Os beneditinos não eram alheios a estas modas. Adoçavam as
ementas, combinavam os pesos e os volumes, sabiam exactamente
quando atingir, em cada prato, os temperos ideais. Assados, são
uma coisa; caldeiradas ou ensopados, outra bem diferente; e no
meio (onde talvez se encontre a virtude) os grelhados de dieta,
sem sal nem condimentos - outra variedade diferente - representam
uma terceira via.
Olhemos para a actualidade. Quem nos poderá assegurar que os
imaculados hábitos de S. Bento não se continuam a instalar,
invisivelmente, ao lado dos representantes do povo? Que não se
sentam à sua beira? Que não vagueiam por entre os seus
desabafos? Que não orientam a mão que deposita o voto? Que não
lhes adoçam o café? No areópago perpassa, por vezes, esta
incómoda sensação.
Votar, como se sabe, é importante em democracia. Votar, é
propor, num sentido ou noutro. É recusar o falso alheamento da
abstenção. Porque abster-se é rezar. É trocar o vigor da
acção pela passividade contemplativa. É recusar o risco e a
responsabilidade. É afinal, e em sentido bíblico, deixar a uma
das mãos que lave a outra.
Falo, naturalmente, em termos de análise pessoal, de opinião.

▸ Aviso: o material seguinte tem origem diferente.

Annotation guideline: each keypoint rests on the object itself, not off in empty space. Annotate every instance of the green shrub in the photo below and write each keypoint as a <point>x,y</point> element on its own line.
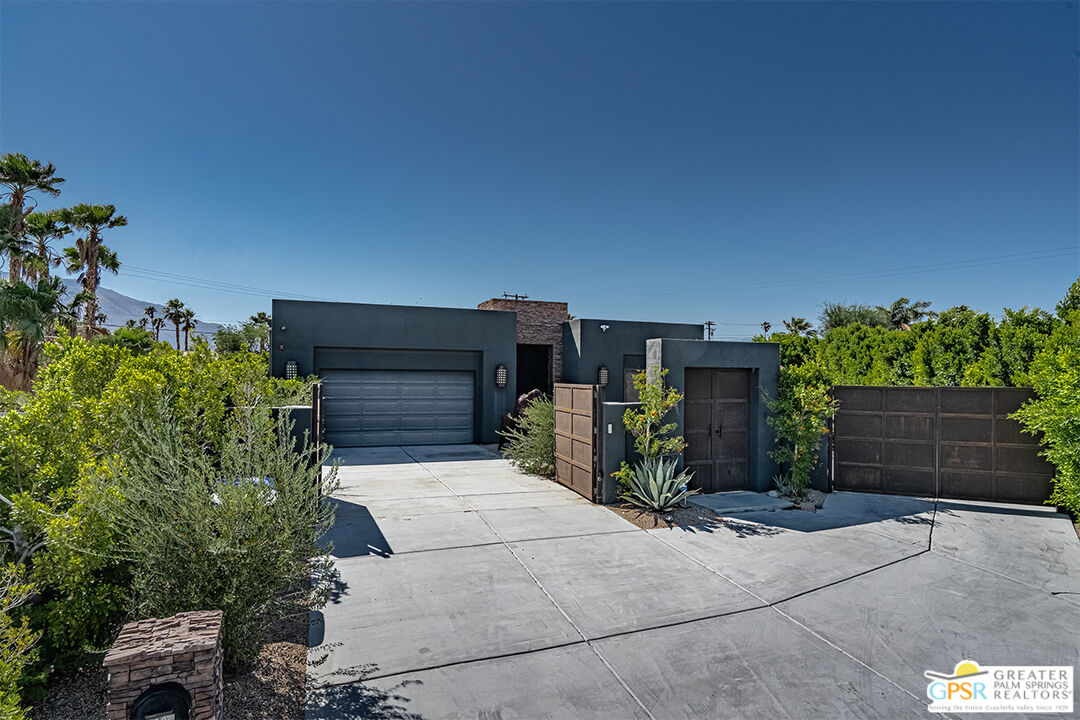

Mas parece agora evidente que os padres de S. Bento continuam a
habitar os Passos Perdidos. Ninguém os nota, como é óbvio.
Ninguém se apercebe disso, quando se sentam ao lado dos
notáveis e lhes selam os lábios, lhes sopram ao ouvido ou lhes
orientam os passos.
Não duvido que muitos dos eleitos nem sequer entendam essa
presença espectral. Se assim for, é tempo de despertarem. O
povo português - e não os esquemas abstractos das estratégias
políticas - deve constituir o único sujeito da sua acção e a
exclusiva referência das suas preocupações democráticas.